Others who spoke at the send-off event included Israeli KnessetMember Dov Lipman, himself an immigrant from Silver Spring, Md., and Elad Sanderovich, the executive director of Garin Tzabar.
“By the power invested in me as a member of the parliament, we are no longer calling you chayalim bodedim, which means lone soldiers,” Lipman said. “I have witnessed over the last few months in Israel — you are not lone soldiers, you are loved soldiers, chayalim ahuvim.”
Sanderovich told the group of future soldiers to “take care of yourself” and to “please call your parents,” which drew several smiles and firm nods from tearful parents.
Following the ceremony, the new immigrants proceeded to security check-in after final emotional hugs from their loved ones.
In flight, Goldberg, an involved member of the Young Judaea Zionist youth movement, reflected on Lipman’s assertion that the lone soldiers aren’t really alone.
“Since I decided to make aliyah, all of the Israelis I know have been more than welcoming,” said Goldberg. “Like he said, the expression is lone soldier, but you don’t feel that — that’s a powerful statement because it really is one mishpachah gedolah,” or large family.
He added that he considers himself to be a “total language nerd” and is very excited about being immersed in Israel’s Hebrew-speaking culture.
Sitting across the aisle from Goldberg was Chetrit, the South Jersey immigrant who, at age 18, was one of the youngest of the new soldiers. “My sister Noy made aliyah last year and she loved it,” Chetrit said. “I saw the motivation and I was like, ‘I have to do this.’ “
With Israeli parents and having spent previous time in Israel, the move was a natural progression, Chetrit said, adding that he hopes to join the Golani infantry brigade’s 51st battalion, which is known  around Israel as a rough-and-tough unit.
Upon arrival to Ben Gurion Airport, pandemonium ensued as Rivlin, backed by the media and hundreds of welcomers, mobbed the olim with cheers and words of support. 
Flying slightly under the radar during this greeting in the shadow of the Boeing 747-400 jumbo jet was Natan Sharansky, a Soviet-born Jew made famous by his 11-year stint in a Russian prison for his stance as a refusenik who demanded permission to move to Israel. Sharansky now serves as the chairman of the Jewish Agency for Israel. 
Upon learning that six Philadelphia-area soldiers were on the flight, the author of Fear No Evil, a powerful memoir of his time in prison, said he wasn’t surprised.
The Jewish community in Philadelphia “always played a leading role in the struggle for Soviet Jewry and I think also in solidarity with Israel,” said Sharanksky. “So I’m not surprised that such a big part of the soldiers are coming from there.”

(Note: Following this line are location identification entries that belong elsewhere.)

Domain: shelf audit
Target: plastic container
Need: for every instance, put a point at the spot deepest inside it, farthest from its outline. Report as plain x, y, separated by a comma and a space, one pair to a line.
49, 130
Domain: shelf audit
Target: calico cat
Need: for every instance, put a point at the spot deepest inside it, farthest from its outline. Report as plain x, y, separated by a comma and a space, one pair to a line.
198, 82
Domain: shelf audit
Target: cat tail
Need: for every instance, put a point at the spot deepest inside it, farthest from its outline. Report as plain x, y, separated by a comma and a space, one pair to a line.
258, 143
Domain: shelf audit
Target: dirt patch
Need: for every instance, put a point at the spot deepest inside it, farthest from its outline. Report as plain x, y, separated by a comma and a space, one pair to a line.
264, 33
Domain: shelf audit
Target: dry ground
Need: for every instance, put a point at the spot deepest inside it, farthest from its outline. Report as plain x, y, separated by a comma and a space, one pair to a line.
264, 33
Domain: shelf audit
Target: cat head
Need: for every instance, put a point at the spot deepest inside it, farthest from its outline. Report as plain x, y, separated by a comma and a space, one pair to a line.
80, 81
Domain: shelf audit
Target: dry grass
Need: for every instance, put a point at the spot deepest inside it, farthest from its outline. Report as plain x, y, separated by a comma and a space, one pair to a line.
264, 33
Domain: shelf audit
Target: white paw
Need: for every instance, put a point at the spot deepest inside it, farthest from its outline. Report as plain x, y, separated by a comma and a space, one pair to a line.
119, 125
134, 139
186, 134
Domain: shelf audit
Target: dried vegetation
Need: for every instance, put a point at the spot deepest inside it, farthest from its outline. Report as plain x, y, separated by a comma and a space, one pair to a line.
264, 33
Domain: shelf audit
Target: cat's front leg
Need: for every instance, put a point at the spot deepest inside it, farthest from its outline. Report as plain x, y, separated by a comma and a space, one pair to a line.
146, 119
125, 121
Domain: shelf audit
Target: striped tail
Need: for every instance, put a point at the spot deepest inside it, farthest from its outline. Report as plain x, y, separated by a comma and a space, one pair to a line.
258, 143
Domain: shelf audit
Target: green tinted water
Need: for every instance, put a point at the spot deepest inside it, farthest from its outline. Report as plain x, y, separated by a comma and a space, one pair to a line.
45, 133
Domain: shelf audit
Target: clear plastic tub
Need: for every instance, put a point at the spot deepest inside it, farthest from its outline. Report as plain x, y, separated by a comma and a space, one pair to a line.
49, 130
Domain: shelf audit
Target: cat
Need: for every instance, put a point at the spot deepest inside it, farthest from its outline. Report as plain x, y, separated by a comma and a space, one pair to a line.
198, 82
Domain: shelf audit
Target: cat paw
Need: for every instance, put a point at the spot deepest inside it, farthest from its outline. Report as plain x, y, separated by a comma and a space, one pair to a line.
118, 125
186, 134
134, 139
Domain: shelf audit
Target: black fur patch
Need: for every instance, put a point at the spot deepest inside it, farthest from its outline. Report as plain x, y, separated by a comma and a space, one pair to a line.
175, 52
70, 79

Among the crowd of olim was an Orthodox family of six sporting T-shirts that read “Aliyah is my Protective Edge,” referencing the name tagged by the Israel Defense Forces to the operation in Gaza. Several people toted dogs and cats in portable carriers. The youngest immigrant on the flight was a month and a half old, while the oldest was 93.

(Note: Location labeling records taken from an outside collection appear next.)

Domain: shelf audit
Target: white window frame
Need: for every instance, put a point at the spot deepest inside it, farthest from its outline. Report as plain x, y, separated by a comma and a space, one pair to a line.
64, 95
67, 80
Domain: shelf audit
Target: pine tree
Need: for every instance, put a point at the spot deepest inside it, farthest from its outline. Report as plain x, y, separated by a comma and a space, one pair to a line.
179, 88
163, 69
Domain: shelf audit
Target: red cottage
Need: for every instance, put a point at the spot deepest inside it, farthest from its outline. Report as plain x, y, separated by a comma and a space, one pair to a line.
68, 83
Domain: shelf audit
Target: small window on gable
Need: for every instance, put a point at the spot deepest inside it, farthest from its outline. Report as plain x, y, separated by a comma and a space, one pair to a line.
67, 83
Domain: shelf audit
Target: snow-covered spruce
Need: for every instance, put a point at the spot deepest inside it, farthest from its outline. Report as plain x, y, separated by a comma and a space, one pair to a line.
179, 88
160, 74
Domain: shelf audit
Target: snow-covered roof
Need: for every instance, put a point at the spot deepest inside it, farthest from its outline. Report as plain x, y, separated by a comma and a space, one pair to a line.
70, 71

After the speeches, the immigrants waited around to complete paperwork before catching their free taxi rides to wherever they wanted in Israel — be it to family, friends or their Garin Tzabar destinations.
Tony Gilbert, co-founder of Nefesh B’Nefesh, left the new olim, tired from the emotions, long flight and general excitement of the aliyah process, with powerful words.
“Today, for the first time in a long time, and tonight when Israelis turn on the TV when they come home, and tomorrow morning when they read the newspapers, they’re not going to be counting and thinking about how many missiles came, they’re going to be counting and thinking about how many olim came,” Gilbert said. “Each and every one of you are the good news.”
Amishai Gottlieb traveled to Israel as a guest of Nefesh B’Nefesh.